The Pakistan Broadcasters Associations (PBA), media associations, and senior journalists, Wednesday, moved the Islamabad High Court (IHC) against the Prevention of Electronic Crimes (Amendment) Ordinance, 2022.
The petitioners including the PBA, the All Pakistan News Papers Society, the Association of Electronic Media Editors and News Directors, the Council of Pakistan Newspaper Editors, Mohammad Malick, Azhar Abbas, Ali Kazam Waheed, Aijaz-ul-Haq, and Sarmad Ali moved the petition through lawyer Munir A Malik.
They adopted the stance that the ordinance aims to stifle criticism and debate on the actions of the public office holders in the garb of action against fake news and disinformation. They said that criticism of the actions of the public office holders was necessary for a vibrant democracy. They also said that Section 44(a)(5) inserted in the ordinance - that bounds the courts to decide defamation cases within six months - will pressurise the judges hearing the cases.
The petitioners said, “The introduction of Section 2(1) (xxva) in and the amendments to section 20 of the Act impede the right of free speech and beyond the pale of reasonable restrictions permissible under Article 19 of the Constitution in “the interest of the glory of Islam or the integrity, security or defense of Pakistan or any part thereof nor are these relatable to friendly relations with foreign states, public order, decency or morality, or in relation to commission of an offence.”
They argued, “The freedom to comment on the conduct of public officials and bodies is essential to good governance yet under the garb of punishing defamatory statements, Sections 2 and 3 of the Impugned Ordinance curtail the right to information provided for by Article 19A of the Constitution. Insofar as section 20 is concerned, governments and its bodies, agencies, authorities, departments cannot claim and enjoy a general right to reputation that can be protected either under civil or criminal law.
Similarly, they cannot enjoy a general right to privacy save for any reasonable and specific exceptions provided under law such as Official Secrets Act, Income Tax Ordinance, Right to Information Acts cc. Claiming such would offend against Art. 19 and 19-A. Public interest demands a far greater latitude in speech concerning them.”
The petitioners further said that if the mischief sought to be remedied is the dissemination of defamatory statements the means employed through section 2 and 3 of the impugned Ordinance are wholly disproportionate, irrational and unreasonable.
Munir A Malik contended that Sections 2 and 3 of the impugned Ordinance bound to chill free speech. The fear of being dragged in to criminal proceedings on the complaint of any member of the general public on the alleged defamation of public officials, treating false statements as non-bailable and cognizable by the investigation agency as provided for by sections 2 and 3 of the impugned Ordinance are bound to chill free speech and fair comment.
“That enlarging the definition of person to include any body or association of persons whether incorporated or not is unreasonable. In particular, allowing members of the general public to be the complainant / informant in respect of statements made about “public officials” and “public figures” and act as an “aggrieved person” even in the absence of any complaint by the public official or figure concerned is clearly unreasonable and bound to lead to abuse,” contended the counsel.

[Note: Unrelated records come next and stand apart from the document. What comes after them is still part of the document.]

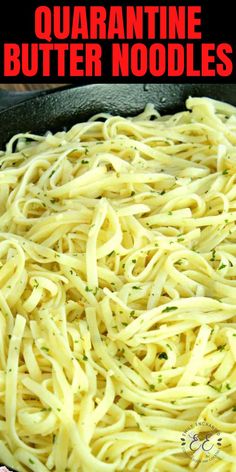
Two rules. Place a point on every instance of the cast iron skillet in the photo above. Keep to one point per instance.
(58, 109)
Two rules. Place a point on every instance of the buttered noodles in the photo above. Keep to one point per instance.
(117, 294)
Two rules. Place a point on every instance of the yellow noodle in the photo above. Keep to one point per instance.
(117, 293)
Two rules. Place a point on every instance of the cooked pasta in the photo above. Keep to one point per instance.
(117, 293)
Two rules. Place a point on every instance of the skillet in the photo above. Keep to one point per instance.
(54, 110)
(58, 109)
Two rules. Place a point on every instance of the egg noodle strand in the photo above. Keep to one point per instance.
(118, 293)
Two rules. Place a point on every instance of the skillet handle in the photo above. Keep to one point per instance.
(9, 99)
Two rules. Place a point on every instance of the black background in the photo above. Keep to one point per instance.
(17, 25)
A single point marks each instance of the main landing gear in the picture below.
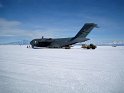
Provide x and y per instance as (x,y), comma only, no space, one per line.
(91,46)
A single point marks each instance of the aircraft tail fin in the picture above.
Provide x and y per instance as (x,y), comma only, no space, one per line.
(85,30)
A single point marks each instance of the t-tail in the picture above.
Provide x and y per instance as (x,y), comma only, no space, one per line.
(85,30)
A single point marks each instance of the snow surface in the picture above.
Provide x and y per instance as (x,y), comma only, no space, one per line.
(76,70)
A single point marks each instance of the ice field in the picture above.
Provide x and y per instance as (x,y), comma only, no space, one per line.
(76,70)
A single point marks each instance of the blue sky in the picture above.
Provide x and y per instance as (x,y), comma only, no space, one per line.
(29,19)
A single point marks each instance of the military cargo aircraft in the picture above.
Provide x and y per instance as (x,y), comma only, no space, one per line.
(64,42)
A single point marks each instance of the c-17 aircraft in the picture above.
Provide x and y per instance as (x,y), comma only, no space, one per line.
(64,42)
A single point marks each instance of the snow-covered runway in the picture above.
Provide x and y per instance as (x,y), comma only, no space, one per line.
(76,70)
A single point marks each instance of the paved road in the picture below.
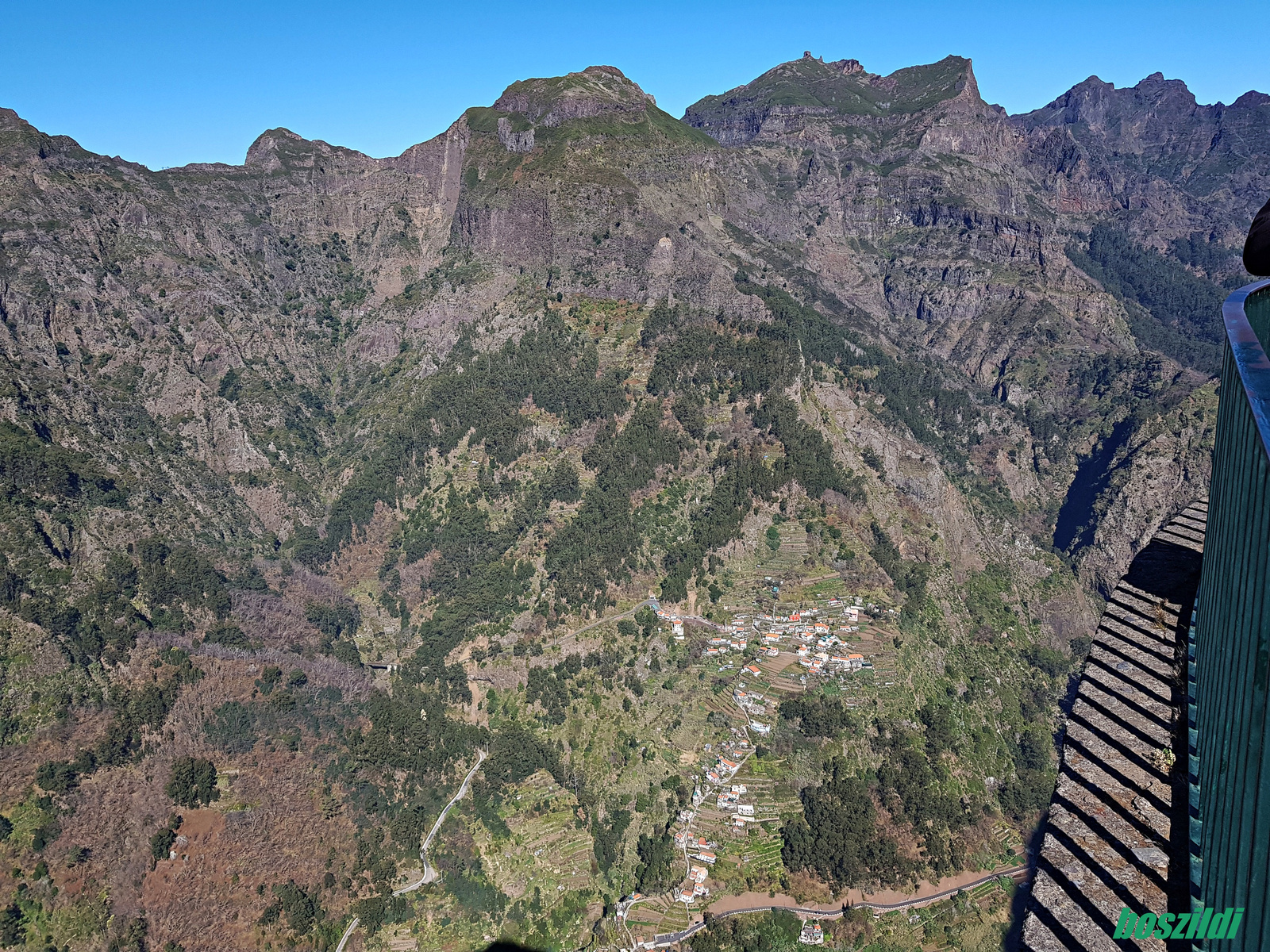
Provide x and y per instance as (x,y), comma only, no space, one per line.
(671,939)
(429,873)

Malik continued that Prevention of Electronic Crimes Act (PECA) has an overriding clause, so does Pakistan Electronic Media Regulatory Authority Ordinance (PEMRA Ordinance). With the removal of the proviso, PECA would appear to apply to electronic media too. But it cannot. PEMRA Ordinance also imposes criminal sanctions for breach of provisions of Ordinance. But they require a complaint by Pakistan Electronic Media Regulatory Authority and starts with fine and only on repeat rise to imprisonment, As per Mushahid Shah and Waris Meah – you cannot have parallel criminal regimes and in case of conflict; the one favourable to accused is to prevail.
He further said that the section introduced as 44A (5) is a colourable piece of legislation and shall pressurize the judge and hang as a sword over his independence and would thus be offensive of Article 175 and 10-A of the Constitution.
The counsel added that increase in the period of imprisonment from three to five years for disseminating false statements as provided for through the impugned Ordinance is calculated to impose “self-censorship”, which impinges the liberty of man and is an affront to human dignity.
He also argued that the impugned Ordinance under the pretense and disguise of fighting fake news and disinformation will in reality shutter discussion and comment on the working of public figures, officials and institutions which discussion and comment is vital to good governance and a functioning democracy. Parliament lacks legislative competency to shutter such discussion and comment and as such The Impugned Ordinance is colourable legislation liable to be struck down as such.
He further argued that the satisfaction of the president as to the existence of circumstances necessary to take immediate action as contemplated under Article 89 must be objective and is justiciable. Even assuming, but not admitting that the satisfaction may be subjective where the circumstances may have been purposefully created, the exercise of power under Article 89 would be malafide and a fraud upon the Constitution that the courts have sworn to preserve.
Therefore, he prayed that the court may strike down the said Ordinance as being ultra vires the Constitution.